My novels always begin with a character or characters. The birth of a child and the midwife-medicine woman-priestess disturbed and enthralled by the signs that appear is how my story MoonSense starts. One novel began with the image of a Mexican mother keening into the ground because her son has left to go up to El Norte. A young woman vacations in Mexico when her traveling companion mysteriosuly disappears. Eventually these two characters will meet. Another began with an elderly woman watching from a window in her wheelchair, lonely and aching for companionship, a grumpy, stubborn woman who must face her own difficult personality. And another starts with a singer who songs heal but has a family secret she must uncover.

A poem, however, may begin with an emotion and an image from the world around me, where I happen to be sitting, in nature, in a cafe, or on a bus, for example.

Memoir has to begin with a story, as well, but where do we start? Which memory do we choose? In Flowers in the Wind, my memoir of ten years of communal living, I wanted to start with the first time I walked into the hostel and met the people who would become my family, the tribe I had been seeking, for the rest of my life. But I had to fill in the reasons why this was an important encounter. I had to write about the influence of the ‘60s and the ways that freedom was intertwined with wanting to belong, a sense of belonging. Without that urgency of wanting to belong, the story of joining a commune and sticking with in despite the challenges and shadows does not make sense. Why would I give up my own choices, why would I allow my autonomy to be taken away, unless there was an investment, a huge emotional investment? I believed we were heading towards salvation, towards perfection, toward being able to heal the blind and the lame and take care of the oppressed, and that these people were mine to keep.

But then I had to tell the story of the first time I traveled to Mexico and was shocked by the extreme poverty and humbled by the simple grace of the family who received us into their home, a home without even a toilet, who treated us as special, important guests even though we barely spoke their language and hardly had anything in common except faith in Jesus. And how I recognized my own selfishness and self-centeredness.

And then I realized I had to go back even further, to the epiphany at Arlington Cemetery when I was 11 years old and suddenly awakened to a belief that war is wrong. The moment I became a pacifist. The moment that became my purpose when the anti-war movement started and I felt I had found my tribe, those who believed as I did in peace and love.

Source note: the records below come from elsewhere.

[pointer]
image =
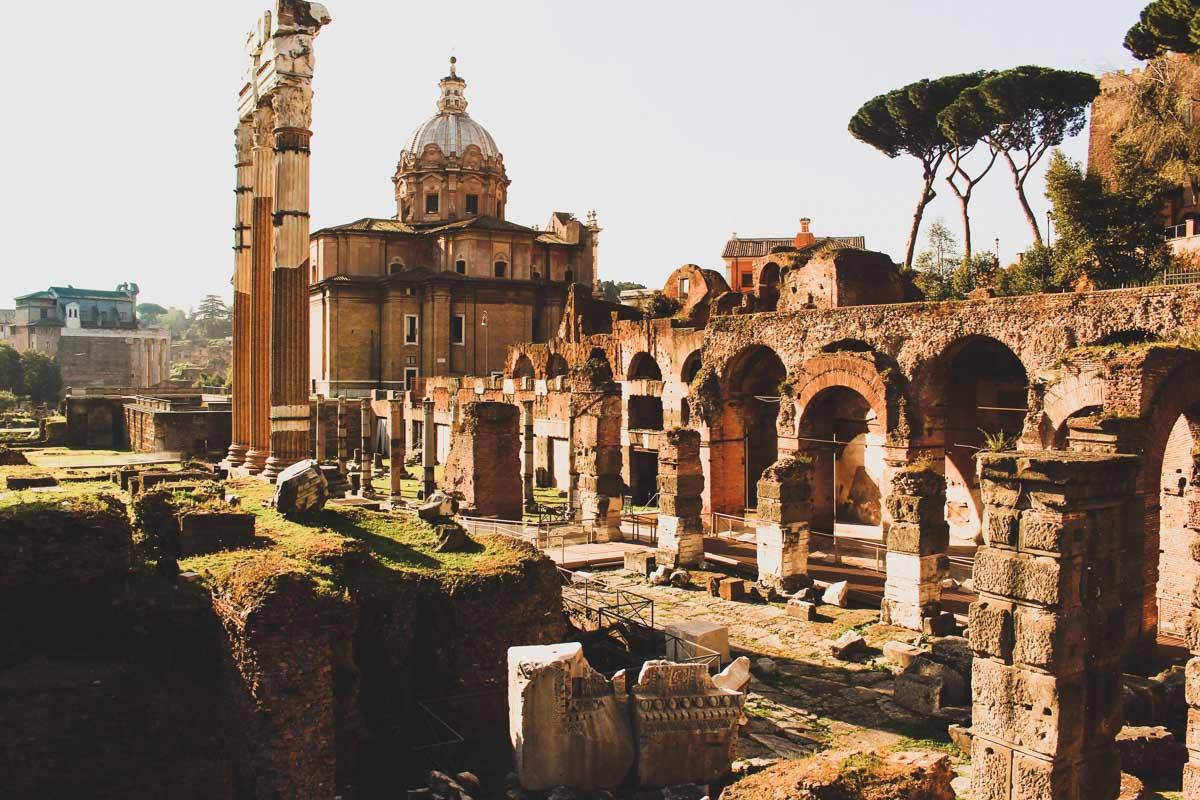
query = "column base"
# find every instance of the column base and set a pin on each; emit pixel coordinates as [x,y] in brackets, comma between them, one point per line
[237,455]
[256,461]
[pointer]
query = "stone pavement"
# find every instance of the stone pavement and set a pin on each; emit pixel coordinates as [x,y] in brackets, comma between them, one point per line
[813,701]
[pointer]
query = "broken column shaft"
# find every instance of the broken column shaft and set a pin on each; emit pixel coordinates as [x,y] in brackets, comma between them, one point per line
[785,510]
[917,543]
[1048,629]
[681,491]
[396,453]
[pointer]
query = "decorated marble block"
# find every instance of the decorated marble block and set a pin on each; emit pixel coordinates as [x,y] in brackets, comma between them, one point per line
[568,723]
[685,726]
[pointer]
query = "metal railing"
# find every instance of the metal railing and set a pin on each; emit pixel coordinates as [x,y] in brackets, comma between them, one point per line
[592,600]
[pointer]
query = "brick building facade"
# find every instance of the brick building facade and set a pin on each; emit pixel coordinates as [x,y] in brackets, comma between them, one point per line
[448,284]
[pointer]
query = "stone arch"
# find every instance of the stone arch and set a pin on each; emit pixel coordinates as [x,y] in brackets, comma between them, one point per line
[643,367]
[767,286]
[556,366]
[522,367]
[841,429]
[1175,405]
[748,437]
[856,373]
[976,389]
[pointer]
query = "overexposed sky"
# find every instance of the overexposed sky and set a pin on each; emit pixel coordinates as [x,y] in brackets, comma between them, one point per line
[678,122]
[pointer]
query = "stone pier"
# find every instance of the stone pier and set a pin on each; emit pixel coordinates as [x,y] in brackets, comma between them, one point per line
[597,447]
[484,469]
[1048,632]
[1192,680]
[271,277]
[785,510]
[365,470]
[396,451]
[681,491]
[429,449]
[527,439]
[243,278]
[917,543]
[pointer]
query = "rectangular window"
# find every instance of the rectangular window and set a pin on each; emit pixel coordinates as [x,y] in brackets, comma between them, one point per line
[411,329]
[457,329]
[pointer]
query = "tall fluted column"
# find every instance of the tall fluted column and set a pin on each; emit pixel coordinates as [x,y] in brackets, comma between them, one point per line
[243,259]
[262,260]
[292,102]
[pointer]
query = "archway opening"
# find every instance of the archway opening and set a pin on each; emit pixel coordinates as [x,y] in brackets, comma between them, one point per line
[556,366]
[756,377]
[985,401]
[522,368]
[768,287]
[1176,570]
[687,374]
[844,437]
[643,367]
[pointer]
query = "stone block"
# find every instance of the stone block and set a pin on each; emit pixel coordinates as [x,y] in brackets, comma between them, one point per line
[201,533]
[681,505]
[685,726]
[918,510]
[838,594]
[1049,641]
[847,645]
[1054,533]
[990,623]
[567,725]
[918,540]
[784,511]
[783,554]
[901,653]
[1152,753]
[640,561]
[802,609]
[736,677]
[918,693]
[1031,578]
[1033,711]
[1001,527]
[732,589]
[709,636]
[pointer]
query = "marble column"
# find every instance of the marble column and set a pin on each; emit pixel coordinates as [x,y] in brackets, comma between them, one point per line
[243,277]
[917,543]
[527,450]
[365,470]
[1048,630]
[292,102]
[429,447]
[263,257]
[396,455]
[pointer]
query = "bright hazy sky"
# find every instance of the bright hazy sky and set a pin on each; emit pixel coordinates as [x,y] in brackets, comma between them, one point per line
[678,122]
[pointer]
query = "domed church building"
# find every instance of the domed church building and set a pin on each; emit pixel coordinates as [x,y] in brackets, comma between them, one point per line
[445,286]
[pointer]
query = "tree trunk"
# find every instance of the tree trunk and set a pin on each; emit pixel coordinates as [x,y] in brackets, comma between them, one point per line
[927,196]
[965,200]
[1019,182]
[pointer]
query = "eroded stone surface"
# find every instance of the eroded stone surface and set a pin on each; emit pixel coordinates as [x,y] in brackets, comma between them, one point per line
[567,725]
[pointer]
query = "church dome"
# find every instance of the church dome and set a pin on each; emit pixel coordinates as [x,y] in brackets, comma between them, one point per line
[451,128]
[453,133]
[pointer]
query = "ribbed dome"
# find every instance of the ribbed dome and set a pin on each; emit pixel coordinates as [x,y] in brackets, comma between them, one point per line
[453,132]
[451,128]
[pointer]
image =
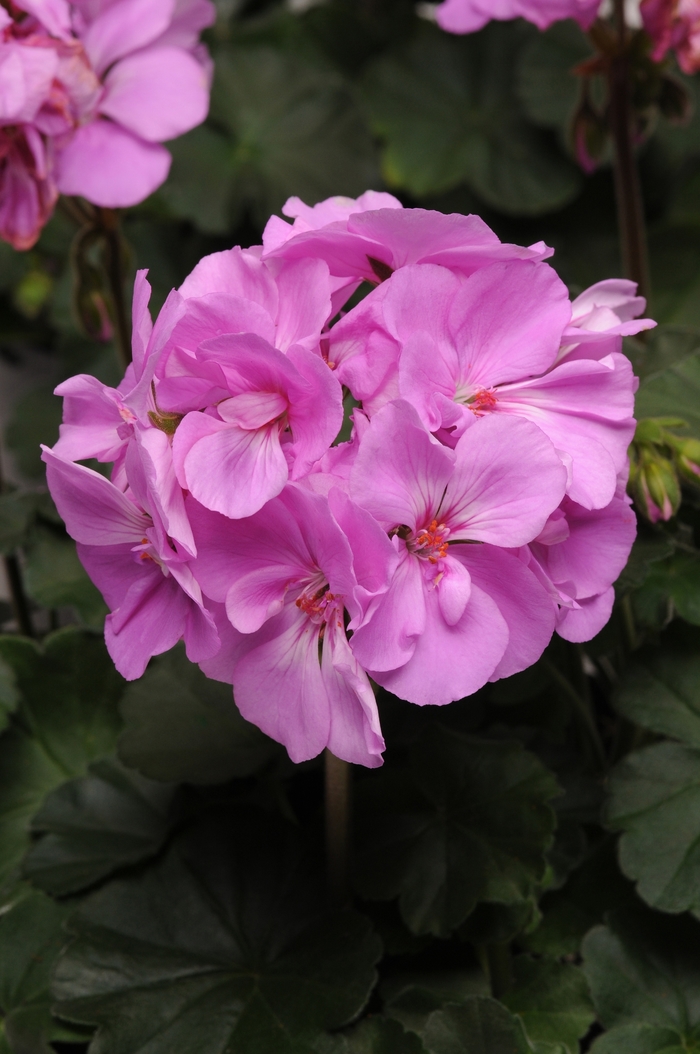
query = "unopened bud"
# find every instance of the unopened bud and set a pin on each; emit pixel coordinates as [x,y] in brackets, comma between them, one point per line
[687,461]
[655,486]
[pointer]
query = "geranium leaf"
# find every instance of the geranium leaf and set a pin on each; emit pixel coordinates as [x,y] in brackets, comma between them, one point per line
[446,110]
[31,938]
[95,824]
[180,726]
[222,945]
[469,822]
[644,975]
[655,800]
[66,717]
[479,1026]
[661,690]
[552,1001]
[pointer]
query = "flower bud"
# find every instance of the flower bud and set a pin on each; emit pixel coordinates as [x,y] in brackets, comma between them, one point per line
[687,460]
[654,485]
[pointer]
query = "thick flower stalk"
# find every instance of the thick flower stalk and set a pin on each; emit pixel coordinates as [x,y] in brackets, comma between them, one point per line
[478,507]
[89,92]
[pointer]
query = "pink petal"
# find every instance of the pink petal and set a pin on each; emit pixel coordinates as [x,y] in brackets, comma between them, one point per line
[94,511]
[400,473]
[399,620]
[355,734]
[92,414]
[123,27]
[583,623]
[506,483]
[236,272]
[450,662]
[278,685]
[524,604]
[157,94]
[110,167]
[228,469]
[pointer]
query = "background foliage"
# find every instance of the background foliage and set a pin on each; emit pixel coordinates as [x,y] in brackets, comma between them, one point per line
[526,866]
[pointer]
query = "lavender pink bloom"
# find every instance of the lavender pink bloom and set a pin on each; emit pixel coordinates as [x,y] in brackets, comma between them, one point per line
[89,92]
[467,16]
[478,507]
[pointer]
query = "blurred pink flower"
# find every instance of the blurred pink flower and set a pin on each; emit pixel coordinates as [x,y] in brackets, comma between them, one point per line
[674,24]
[467,16]
[89,92]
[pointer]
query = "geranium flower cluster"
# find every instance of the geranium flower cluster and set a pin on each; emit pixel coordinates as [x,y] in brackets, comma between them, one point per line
[477,505]
[89,91]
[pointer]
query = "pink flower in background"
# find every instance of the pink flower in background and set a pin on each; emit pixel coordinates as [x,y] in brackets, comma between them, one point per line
[674,24]
[467,16]
[89,92]
[458,610]
[287,576]
[370,238]
[578,557]
[144,579]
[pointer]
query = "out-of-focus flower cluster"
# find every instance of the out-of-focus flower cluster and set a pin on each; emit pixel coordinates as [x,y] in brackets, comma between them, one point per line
[89,92]
[474,505]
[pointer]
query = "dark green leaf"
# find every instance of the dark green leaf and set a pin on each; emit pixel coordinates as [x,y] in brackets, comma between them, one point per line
[552,1001]
[55,577]
[374,1035]
[672,586]
[446,110]
[470,822]
[675,392]
[567,914]
[547,88]
[411,998]
[295,130]
[66,718]
[644,975]
[655,800]
[180,726]
[480,1026]
[95,824]
[31,938]
[8,693]
[218,947]
[661,690]
[200,183]
[35,420]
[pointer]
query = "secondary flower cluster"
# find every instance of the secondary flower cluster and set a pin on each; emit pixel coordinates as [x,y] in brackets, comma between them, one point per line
[89,90]
[477,505]
[672,24]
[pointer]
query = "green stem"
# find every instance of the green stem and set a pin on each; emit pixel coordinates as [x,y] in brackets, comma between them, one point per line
[114,254]
[337,780]
[584,713]
[627,188]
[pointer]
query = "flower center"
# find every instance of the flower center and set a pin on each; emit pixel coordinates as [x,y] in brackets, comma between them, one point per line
[480,402]
[430,543]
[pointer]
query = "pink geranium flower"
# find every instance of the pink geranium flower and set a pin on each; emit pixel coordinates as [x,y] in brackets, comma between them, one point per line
[88,93]
[578,557]
[459,610]
[287,576]
[467,16]
[144,577]
[368,239]
[674,24]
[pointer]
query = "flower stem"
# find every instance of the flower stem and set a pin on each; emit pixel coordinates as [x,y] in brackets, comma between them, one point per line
[337,780]
[627,188]
[115,275]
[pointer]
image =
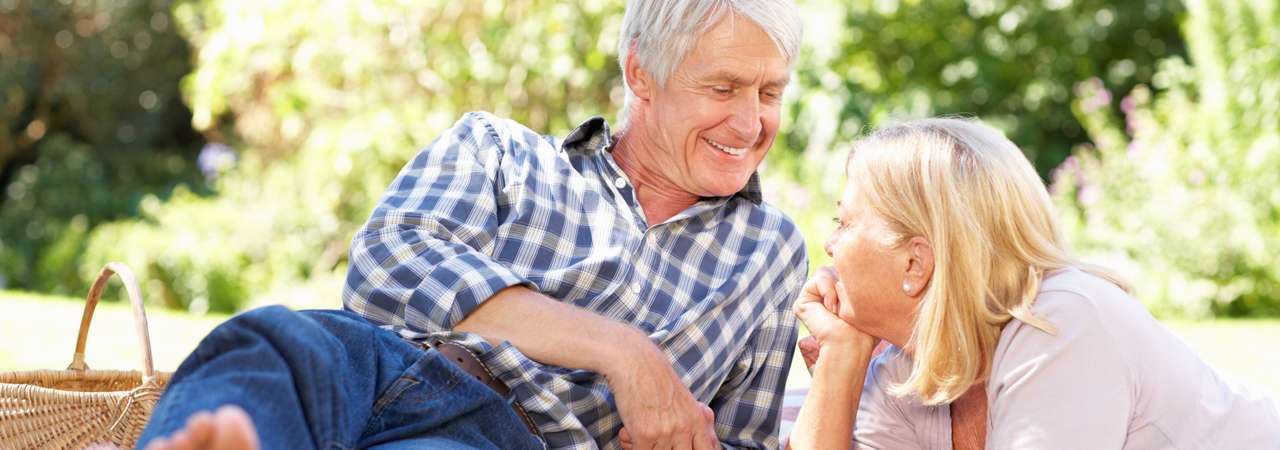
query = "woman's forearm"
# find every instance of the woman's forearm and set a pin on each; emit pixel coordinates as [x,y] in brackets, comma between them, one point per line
[827,417]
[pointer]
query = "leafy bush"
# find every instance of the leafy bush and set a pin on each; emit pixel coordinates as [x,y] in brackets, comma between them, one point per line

This is different than the memoir of living in Israel for three years which begins with getting off the ferry boat and ends with leaving on an airplane, a cut and dried beginning and ending.

Where does you story begin, with the moment that changed your life? Which moment? The one that set in motion the search for answers, the one that broke your heart and set you up to long for love, the one that was a dream of something you would hope for the rest of your life, the choices made out of disappointment, the choices made out of strength?